Re: [PATCH 08/18] docs: kdoc_parser: fix parser to support multi-word types

From: Mauro Carvalho Chehab

Date: Tue Mar 03 2026 - 15:24:52 EST

On Tue, 03 Mar 2026 10:34:48 -0700
Jonathan Corbet <corbet@xxxxxxx> wrote:

> Mauro Carvalho Chehab <mchehab+huawei@xxxxxxxxxx> writes:
>
> > The regular expression currently expects a single word for the
> > type, but it may be something like "struct foo".
> >
> > Add support for it.
> >
> > Signed-off-by: Mauro Carvalho Chehab <mchehab+huawei@xxxxxxxxxx>
> > Acked-by: Randy Dunlap <rdunlap@xxxxxxxxxxxxx>
> > Tested-by: Randy Dunlap <rdunlap@xxxxxxxxxxxxx>
> > Reviewed-by: Aleksandr Loktionov <aleksandr.loktionov@xxxxxxxxx>
> > ---
> > tools/lib/python/kdoc/kdoc_parser.py | 4 ++--
> > 1 file changed, 2 insertions(+), 2 deletions(-)
> >
> > diff --git a/tools/lib/python/kdoc/kdoc_parser.py b/tools/lib/python/kdoc/kdoc_parser.py
> > index 39ff27d421eb..22a820d33dc8 100644
> > --- a/tools/lib/python/kdoc/kdoc_parser.py
> > +++ b/tools/lib/python/kdoc/kdoc_parser.py
> > @@ -1018,14 +1018,14 @@ class KernelDoc:
> >
> > default_val = None
> >
> > - r= KernRe(OPTIONAL_VAR_ATTR + r"[\w_]*\s+(?:\*+)?([\w_]+)\s*[\d\]\[]*\s*(=.*)?")
> > + r= KernRe(OPTIONAL_VAR_ATTR + r"\s*[\w_\s]*\s+(?:\*+)?([\w_]+)\s*[\d\]\[]*\s*(=.*)?")
>
> Just for future reference...I *really* think that the code is improved
> by breaking up and commenting gnarly regexes like this. They are really
> unreadable in this form. (And yes, I know the code has been full of
> these forever, but we can always try to make it better :)
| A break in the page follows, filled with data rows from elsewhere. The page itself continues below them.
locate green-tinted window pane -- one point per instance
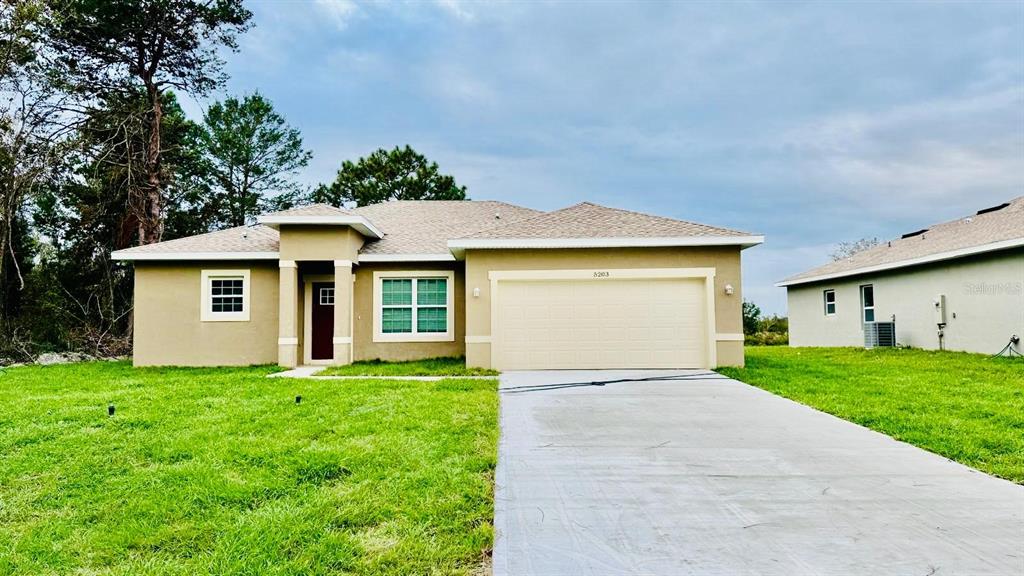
(431, 320)
(431, 291)
(396, 291)
(396, 321)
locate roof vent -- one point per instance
(993, 208)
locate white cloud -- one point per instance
(341, 12)
(457, 8)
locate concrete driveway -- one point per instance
(705, 475)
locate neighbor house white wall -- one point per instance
(984, 305)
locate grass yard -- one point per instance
(429, 367)
(967, 407)
(220, 471)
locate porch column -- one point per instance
(288, 329)
(342, 312)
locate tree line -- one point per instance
(96, 154)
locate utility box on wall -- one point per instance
(940, 310)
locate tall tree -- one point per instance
(33, 130)
(400, 173)
(83, 299)
(124, 46)
(252, 154)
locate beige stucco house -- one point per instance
(957, 285)
(506, 286)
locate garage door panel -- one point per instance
(639, 323)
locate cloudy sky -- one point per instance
(810, 123)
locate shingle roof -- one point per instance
(242, 239)
(591, 220)
(311, 210)
(424, 227)
(962, 235)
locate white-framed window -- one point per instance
(225, 295)
(327, 296)
(414, 306)
(829, 296)
(867, 302)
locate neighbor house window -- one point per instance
(225, 295)
(414, 306)
(867, 300)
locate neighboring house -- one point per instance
(958, 285)
(508, 287)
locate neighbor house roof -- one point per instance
(588, 224)
(409, 231)
(423, 228)
(253, 243)
(993, 229)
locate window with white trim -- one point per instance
(225, 295)
(867, 302)
(414, 306)
(327, 296)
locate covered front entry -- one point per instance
(322, 333)
(610, 319)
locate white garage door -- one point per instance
(636, 323)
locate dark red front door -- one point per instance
(323, 329)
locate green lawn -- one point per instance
(220, 471)
(967, 407)
(429, 367)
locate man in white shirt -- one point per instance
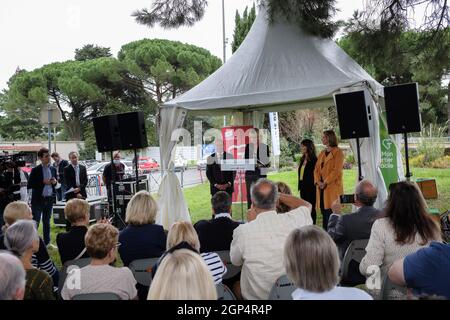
(258, 245)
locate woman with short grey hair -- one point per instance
(12, 277)
(312, 263)
(22, 240)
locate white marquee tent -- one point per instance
(277, 68)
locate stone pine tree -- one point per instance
(242, 26)
(91, 51)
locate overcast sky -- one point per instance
(34, 33)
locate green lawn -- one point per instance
(198, 197)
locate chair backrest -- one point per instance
(355, 251)
(282, 289)
(232, 270)
(96, 296)
(80, 263)
(142, 270)
(388, 286)
(224, 293)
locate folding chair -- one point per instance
(355, 252)
(282, 289)
(97, 296)
(224, 293)
(232, 270)
(142, 270)
(80, 263)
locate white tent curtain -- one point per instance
(171, 203)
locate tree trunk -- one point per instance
(448, 110)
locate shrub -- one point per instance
(441, 163)
(417, 161)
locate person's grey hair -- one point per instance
(221, 202)
(366, 193)
(20, 236)
(311, 259)
(264, 200)
(12, 274)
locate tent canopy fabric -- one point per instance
(276, 65)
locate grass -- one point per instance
(198, 197)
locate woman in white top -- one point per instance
(405, 228)
(312, 263)
(99, 277)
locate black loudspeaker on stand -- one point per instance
(353, 115)
(402, 113)
(123, 131)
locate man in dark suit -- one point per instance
(42, 181)
(75, 176)
(60, 164)
(219, 180)
(262, 162)
(346, 228)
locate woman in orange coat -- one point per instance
(328, 175)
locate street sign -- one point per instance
(50, 114)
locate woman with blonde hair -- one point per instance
(328, 175)
(283, 188)
(182, 235)
(71, 244)
(99, 276)
(142, 238)
(19, 210)
(182, 275)
(312, 263)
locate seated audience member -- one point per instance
(343, 229)
(12, 277)
(425, 271)
(312, 263)
(142, 238)
(19, 210)
(71, 244)
(182, 275)
(404, 228)
(22, 240)
(183, 232)
(258, 245)
(283, 188)
(99, 277)
(216, 234)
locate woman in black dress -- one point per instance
(306, 175)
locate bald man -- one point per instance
(346, 228)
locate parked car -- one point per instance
(146, 164)
(201, 164)
(180, 163)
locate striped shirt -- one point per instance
(215, 265)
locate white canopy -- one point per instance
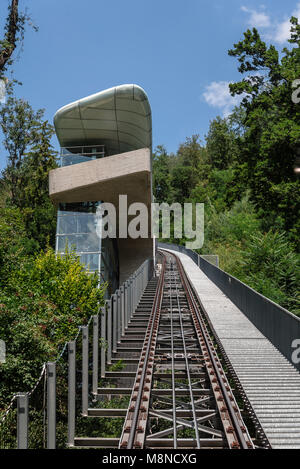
(119, 118)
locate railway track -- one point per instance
(180, 384)
(179, 394)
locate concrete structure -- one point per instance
(270, 382)
(106, 142)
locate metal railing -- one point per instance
(48, 415)
(277, 324)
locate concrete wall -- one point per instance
(105, 179)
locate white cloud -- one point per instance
(217, 95)
(257, 19)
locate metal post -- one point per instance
(134, 292)
(95, 353)
(119, 315)
(122, 311)
(109, 330)
(85, 370)
(114, 307)
(130, 297)
(103, 337)
(51, 405)
(71, 391)
(22, 421)
(126, 304)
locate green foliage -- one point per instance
(272, 130)
(30, 158)
(272, 267)
(245, 173)
(43, 302)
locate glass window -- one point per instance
(76, 228)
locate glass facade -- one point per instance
(77, 230)
(80, 154)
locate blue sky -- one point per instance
(176, 50)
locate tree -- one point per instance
(272, 129)
(20, 125)
(30, 158)
(161, 175)
(221, 144)
(13, 34)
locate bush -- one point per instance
(44, 301)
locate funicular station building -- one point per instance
(105, 141)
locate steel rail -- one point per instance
(187, 366)
(135, 400)
(232, 413)
(173, 370)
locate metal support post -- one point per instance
(85, 370)
(71, 391)
(51, 405)
(119, 315)
(95, 353)
(109, 331)
(122, 311)
(22, 421)
(115, 316)
(126, 303)
(103, 337)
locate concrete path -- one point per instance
(271, 383)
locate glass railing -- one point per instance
(80, 154)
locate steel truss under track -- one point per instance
(181, 397)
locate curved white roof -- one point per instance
(119, 118)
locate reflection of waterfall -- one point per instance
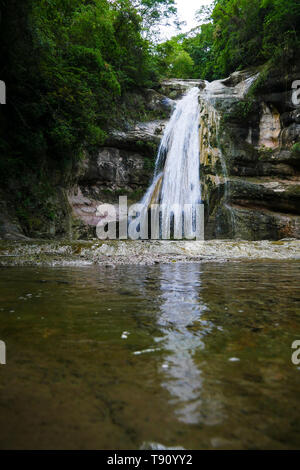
(183, 329)
(178, 162)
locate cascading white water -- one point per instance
(177, 167)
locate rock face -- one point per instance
(250, 162)
(249, 152)
(123, 167)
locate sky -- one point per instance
(186, 12)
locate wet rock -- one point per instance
(250, 170)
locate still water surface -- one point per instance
(196, 356)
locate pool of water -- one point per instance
(195, 356)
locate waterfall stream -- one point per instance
(176, 180)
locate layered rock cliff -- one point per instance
(250, 159)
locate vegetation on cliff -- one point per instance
(235, 34)
(70, 66)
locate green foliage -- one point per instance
(68, 62)
(296, 149)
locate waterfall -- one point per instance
(176, 180)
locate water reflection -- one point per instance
(180, 320)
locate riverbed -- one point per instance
(181, 354)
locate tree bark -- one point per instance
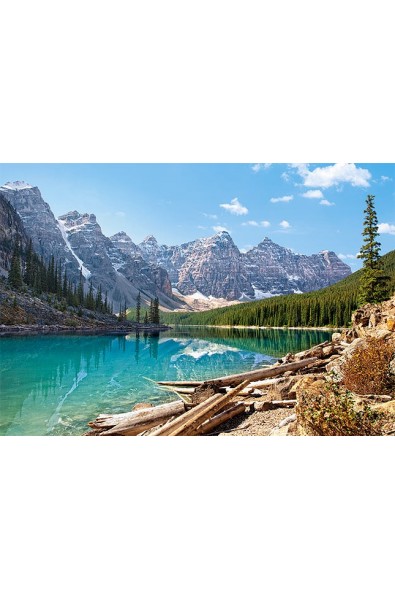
(219, 419)
(134, 422)
(250, 376)
(196, 416)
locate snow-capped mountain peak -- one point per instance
(17, 185)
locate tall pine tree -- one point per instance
(373, 286)
(15, 272)
(138, 307)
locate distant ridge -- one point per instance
(330, 306)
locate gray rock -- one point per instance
(215, 267)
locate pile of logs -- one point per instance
(205, 405)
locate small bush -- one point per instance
(71, 322)
(367, 370)
(332, 411)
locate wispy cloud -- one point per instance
(281, 199)
(343, 256)
(313, 194)
(235, 207)
(256, 224)
(251, 223)
(386, 228)
(333, 175)
(259, 166)
(219, 228)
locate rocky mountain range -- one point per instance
(203, 270)
(214, 267)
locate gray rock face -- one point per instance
(275, 270)
(78, 242)
(11, 230)
(211, 266)
(115, 263)
(215, 267)
(40, 224)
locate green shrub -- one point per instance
(331, 410)
(367, 370)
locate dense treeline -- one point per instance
(151, 315)
(331, 306)
(30, 270)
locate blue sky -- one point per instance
(305, 207)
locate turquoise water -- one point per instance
(55, 384)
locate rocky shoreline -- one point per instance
(307, 393)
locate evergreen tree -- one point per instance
(373, 284)
(138, 307)
(99, 300)
(15, 272)
(89, 300)
(80, 291)
(29, 268)
(155, 311)
(151, 311)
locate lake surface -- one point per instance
(55, 384)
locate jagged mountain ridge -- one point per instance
(215, 267)
(209, 268)
(77, 241)
(11, 229)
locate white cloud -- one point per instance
(256, 168)
(343, 256)
(235, 207)
(252, 223)
(334, 175)
(281, 199)
(313, 194)
(386, 228)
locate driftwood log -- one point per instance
(204, 405)
(187, 424)
(135, 422)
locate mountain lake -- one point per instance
(56, 384)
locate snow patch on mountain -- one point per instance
(85, 272)
(17, 185)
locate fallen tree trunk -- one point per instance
(219, 419)
(250, 376)
(197, 415)
(135, 422)
(180, 383)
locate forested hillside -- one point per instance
(331, 306)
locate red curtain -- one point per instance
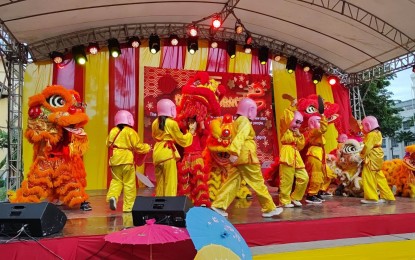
(305, 85)
(173, 56)
(218, 59)
(341, 97)
(257, 67)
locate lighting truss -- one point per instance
(14, 57)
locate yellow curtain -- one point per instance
(96, 91)
(242, 61)
(284, 83)
(197, 61)
(324, 90)
(37, 76)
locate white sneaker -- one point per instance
(272, 213)
(113, 203)
(297, 203)
(372, 201)
(290, 205)
(220, 211)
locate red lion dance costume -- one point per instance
(200, 99)
(55, 128)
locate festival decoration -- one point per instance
(347, 165)
(55, 128)
(400, 173)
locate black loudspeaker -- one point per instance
(166, 210)
(39, 219)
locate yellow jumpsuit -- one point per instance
(247, 167)
(122, 164)
(373, 178)
(316, 158)
(165, 155)
(291, 163)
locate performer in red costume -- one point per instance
(55, 128)
(200, 100)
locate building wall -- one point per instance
(394, 149)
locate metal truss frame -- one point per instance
(14, 57)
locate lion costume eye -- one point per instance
(349, 148)
(311, 110)
(56, 101)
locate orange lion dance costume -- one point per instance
(55, 128)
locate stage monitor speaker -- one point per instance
(39, 219)
(166, 210)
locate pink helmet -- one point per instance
(342, 138)
(314, 122)
(166, 107)
(124, 117)
(369, 123)
(247, 107)
(297, 120)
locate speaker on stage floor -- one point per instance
(166, 210)
(39, 219)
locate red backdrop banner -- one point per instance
(167, 83)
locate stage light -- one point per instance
(291, 64)
(79, 55)
(93, 48)
(192, 45)
(114, 47)
(174, 39)
(306, 67)
(134, 42)
(216, 22)
(277, 57)
(231, 48)
(154, 43)
(57, 57)
(248, 39)
(238, 28)
(263, 55)
(317, 75)
(333, 80)
(214, 44)
(192, 31)
(248, 48)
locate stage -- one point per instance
(339, 217)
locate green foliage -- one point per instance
(3, 139)
(377, 101)
(3, 194)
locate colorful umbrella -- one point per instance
(208, 227)
(148, 234)
(216, 252)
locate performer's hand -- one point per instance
(233, 158)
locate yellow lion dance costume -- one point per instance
(55, 128)
(400, 173)
(217, 156)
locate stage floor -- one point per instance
(101, 220)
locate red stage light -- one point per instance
(216, 22)
(332, 80)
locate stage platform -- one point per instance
(337, 218)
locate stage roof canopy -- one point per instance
(352, 36)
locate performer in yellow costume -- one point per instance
(123, 141)
(316, 158)
(372, 154)
(246, 164)
(166, 133)
(291, 163)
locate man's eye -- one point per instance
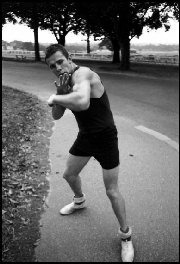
(52, 66)
(59, 62)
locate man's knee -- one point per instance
(112, 193)
(68, 175)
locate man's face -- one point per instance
(59, 64)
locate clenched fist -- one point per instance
(63, 85)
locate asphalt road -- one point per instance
(149, 174)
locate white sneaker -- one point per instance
(78, 203)
(127, 249)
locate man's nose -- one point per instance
(58, 67)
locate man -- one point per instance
(81, 90)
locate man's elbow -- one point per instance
(84, 105)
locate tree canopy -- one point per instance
(119, 21)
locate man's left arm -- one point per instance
(78, 99)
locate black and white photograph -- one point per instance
(90, 131)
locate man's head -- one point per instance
(58, 59)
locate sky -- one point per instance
(23, 33)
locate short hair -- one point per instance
(53, 48)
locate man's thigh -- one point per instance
(110, 177)
(75, 164)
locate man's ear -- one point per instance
(70, 57)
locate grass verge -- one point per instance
(26, 128)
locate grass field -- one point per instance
(26, 127)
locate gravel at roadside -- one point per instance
(26, 128)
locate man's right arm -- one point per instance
(57, 111)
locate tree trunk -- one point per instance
(35, 29)
(116, 49)
(36, 44)
(125, 55)
(62, 40)
(122, 30)
(88, 44)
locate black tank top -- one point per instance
(97, 117)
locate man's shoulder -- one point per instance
(84, 71)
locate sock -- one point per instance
(126, 231)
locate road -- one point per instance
(146, 114)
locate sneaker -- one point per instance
(127, 249)
(78, 203)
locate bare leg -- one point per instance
(73, 167)
(110, 178)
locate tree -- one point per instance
(58, 17)
(7, 14)
(120, 21)
(28, 13)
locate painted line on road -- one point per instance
(159, 136)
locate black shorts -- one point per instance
(103, 146)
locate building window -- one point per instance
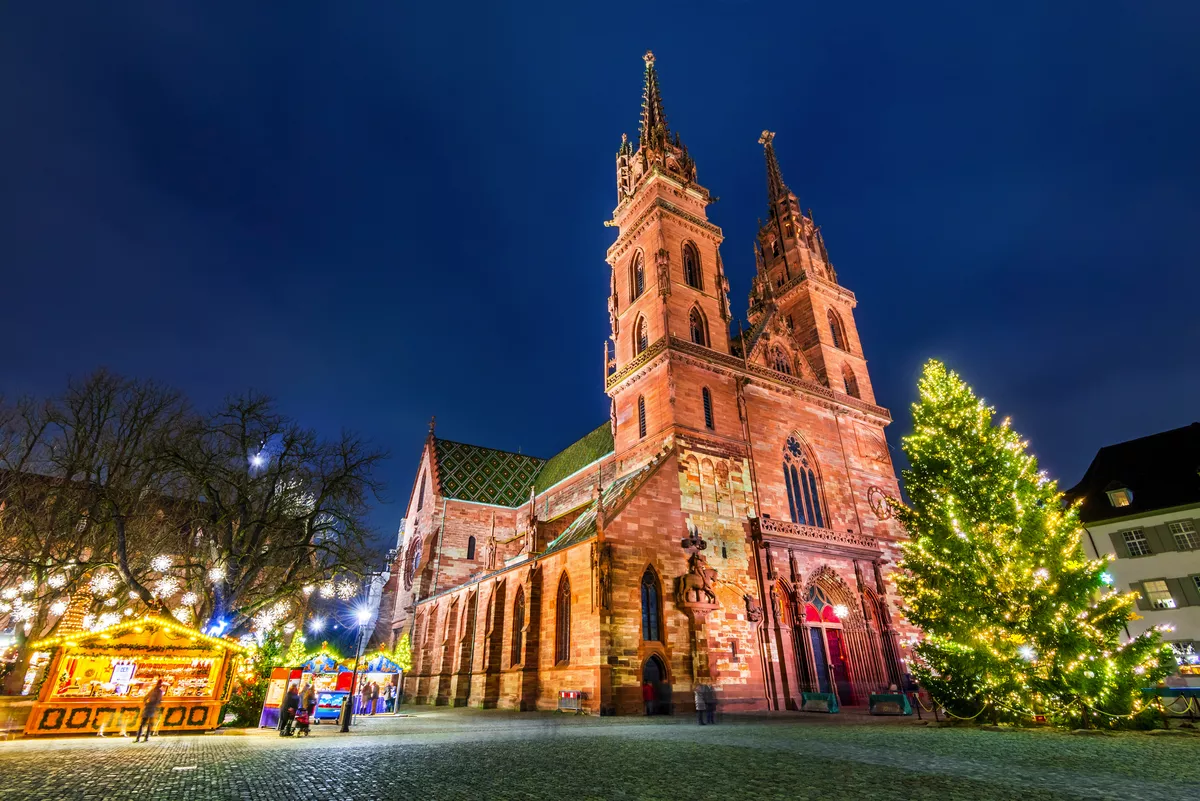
(1137, 543)
(1185, 534)
(699, 330)
(637, 277)
(801, 477)
(1158, 595)
(652, 630)
(850, 380)
(1122, 497)
(563, 622)
(517, 626)
(837, 331)
(691, 266)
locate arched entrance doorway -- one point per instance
(827, 639)
(654, 673)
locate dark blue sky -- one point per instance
(377, 214)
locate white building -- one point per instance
(1140, 501)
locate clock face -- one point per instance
(879, 503)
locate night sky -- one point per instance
(381, 211)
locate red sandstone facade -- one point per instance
(726, 528)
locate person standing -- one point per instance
(701, 706)
(648, 697)
(288, 711)
(150, 711)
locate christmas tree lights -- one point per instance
(1017, 619)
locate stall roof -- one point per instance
(148, 621)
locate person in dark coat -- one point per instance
(150, 711)
(288, 711)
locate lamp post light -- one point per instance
(363, 616)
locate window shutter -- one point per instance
(1189, 590)
(1176, 586)
(1143, 601)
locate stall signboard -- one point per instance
(97, 681)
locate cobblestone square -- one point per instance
(441, 753)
Heh, you're right: this could be better.

> Anyway, just grumbling.

Heh, if we start using a code like the tokenizer I'm experimenting
here:

https://lore.kernel.org/linux-doc/20260303155310.5235b367@localhost/

we could probably get rid of regexes in the future, using instead
a loop that would be picking "ID" tokens, e.g. basically we would
have something similar to this completely untested code snippet:

self.tokenizer = CTokenizer()

...

ids = []
get_default = False

while kind, value in self.tokenizer(proto):
if kind == "ID":
ids.append(value)

if kind == "OP" and value == "=":
get_default = True
break

if get_default:
while kind, value in self.tokenizer(proto):
if kind in ["CHAR", "STRING", "NUMBER"]:
default_val = value
break

declaration_name = ids[-1]

Thanks,
Mauro